Today welfare is a tender trap
The situation today is actually much worse for several reasons. When I was on welfare, it was a blessing but it was also very restrictive financially. It wasn’t easy to pay all your bills and live comfortably. Today is has expanded to the point of being financially desirable for many, as Mr. Tanner reported in his article. Additionally, the stigma of living on government assistance is no longer embarrassing but considered to be an entitlement. As in Greece, many on the “system” believe it is the government’s responsibility to provide for them. This is significantly different from believing that it is a parent’s responsibility to provide for their families.

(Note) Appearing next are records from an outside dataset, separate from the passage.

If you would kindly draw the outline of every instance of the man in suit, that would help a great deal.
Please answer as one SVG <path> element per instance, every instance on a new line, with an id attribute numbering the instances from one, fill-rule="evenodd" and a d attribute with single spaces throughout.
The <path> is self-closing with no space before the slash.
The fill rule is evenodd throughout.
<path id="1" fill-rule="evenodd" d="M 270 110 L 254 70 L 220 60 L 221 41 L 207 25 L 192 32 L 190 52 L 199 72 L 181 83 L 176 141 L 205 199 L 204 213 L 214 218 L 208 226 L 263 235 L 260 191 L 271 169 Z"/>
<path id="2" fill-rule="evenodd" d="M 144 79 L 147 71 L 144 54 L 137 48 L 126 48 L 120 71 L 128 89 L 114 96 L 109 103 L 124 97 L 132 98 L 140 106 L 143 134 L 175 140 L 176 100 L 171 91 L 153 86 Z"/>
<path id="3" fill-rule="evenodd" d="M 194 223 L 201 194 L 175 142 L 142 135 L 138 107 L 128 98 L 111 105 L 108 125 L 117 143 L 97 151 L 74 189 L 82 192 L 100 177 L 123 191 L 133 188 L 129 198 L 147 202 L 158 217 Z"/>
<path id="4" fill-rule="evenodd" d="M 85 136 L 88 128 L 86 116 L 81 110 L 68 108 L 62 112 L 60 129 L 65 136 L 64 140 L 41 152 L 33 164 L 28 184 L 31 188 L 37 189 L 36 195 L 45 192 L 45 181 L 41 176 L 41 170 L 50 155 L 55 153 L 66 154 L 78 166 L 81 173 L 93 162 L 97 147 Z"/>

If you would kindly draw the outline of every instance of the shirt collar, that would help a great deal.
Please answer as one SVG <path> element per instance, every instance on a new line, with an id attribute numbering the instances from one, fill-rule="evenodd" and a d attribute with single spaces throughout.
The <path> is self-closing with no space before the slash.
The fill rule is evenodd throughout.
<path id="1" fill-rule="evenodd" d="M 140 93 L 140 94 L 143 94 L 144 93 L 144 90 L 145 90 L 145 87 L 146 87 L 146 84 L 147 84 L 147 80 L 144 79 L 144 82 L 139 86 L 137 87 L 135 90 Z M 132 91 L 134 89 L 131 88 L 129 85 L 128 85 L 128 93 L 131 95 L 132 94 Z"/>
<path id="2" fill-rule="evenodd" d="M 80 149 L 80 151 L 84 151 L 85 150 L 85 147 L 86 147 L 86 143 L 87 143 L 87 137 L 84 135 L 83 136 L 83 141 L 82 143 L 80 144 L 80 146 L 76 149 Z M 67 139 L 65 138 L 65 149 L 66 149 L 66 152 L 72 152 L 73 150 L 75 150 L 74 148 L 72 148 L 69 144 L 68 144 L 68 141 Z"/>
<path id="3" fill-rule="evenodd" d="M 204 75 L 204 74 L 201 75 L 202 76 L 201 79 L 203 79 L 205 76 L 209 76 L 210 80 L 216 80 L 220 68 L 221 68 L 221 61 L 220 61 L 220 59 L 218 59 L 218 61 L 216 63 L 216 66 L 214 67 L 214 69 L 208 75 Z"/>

These present day conceptions would lead the mother in Connecticut to be content to stay on welfare. Unless she could earn more than $21.33 per hour, her decision would a logical one, but it would also enslave her. The repercussions of her decision would relegate her forever to dependency on government assistance (or charity, as it was called back in the day) without hope of someday achieving more or doing better. The American Dream for such a person simply would not exist. Existing day to day would be comfortable but would not offer any hope for the future. Her dreams would not include owning a home in the future, buying nice furniture, a nicer car or maybe taking her family on a nice vacation. There would be food on her table, her medical bills would be paid, and she would have a cell phone but she would not have a feeling of self-worth or accomplishment. Chances are she would be a single mother, since the welfare system does not allow husbands and/or fathers to live with their families. This in and of itself is stressful. Remember, I’ve been there and I’ve done that, so I know what I’m talking about. Of course, her children would pay a high price for this as well. They would not have the benefit and love of both parents. Mothers and fathers each bring something different to the family. Regardless of what the politically correct would have you believe, children need both parents.
If this system is not reformed, the enslavement of our mother in Connecticut would not be as pleasant as it currently is today. Eventually, the country will not be able to sustain the growing welfare rolls and the “system” will not be there for this mother when it helps to bankrupt the rest of the nation. Then we will all be trapped – trapped by a populace that has lost the desire to work, has not secured the skills to work, and believes the government is responsible to provide for them. What will happen to them when the money runs out? Worse, what will happen to us when the money runs out?
A 200-year-old warning
Over 200 years ago, Professor Alexander Tyler predicted what would happen to us if this continues. He said:
A democracy cannot exist as a permanent form of government. It can only exist until the voters discover that they can vote themselves largesse from the public treasury. From that moment on, the majority always votes for the candidates promising the most benefits from the public treasury, with the result that a democracy always collapses over loose fiscal policy, always followed by a dictatorship.
The welfare system may be destroying the hopes and dreams of the mother in Connecticut, but it is also destroying our country in the process. It has corrupted our political system and it is helping to bankrupt our nation – all this while looking like the greatest thing since God made little green apples. Just remember, little green apples often have worms. In this case the worm may just do us all in.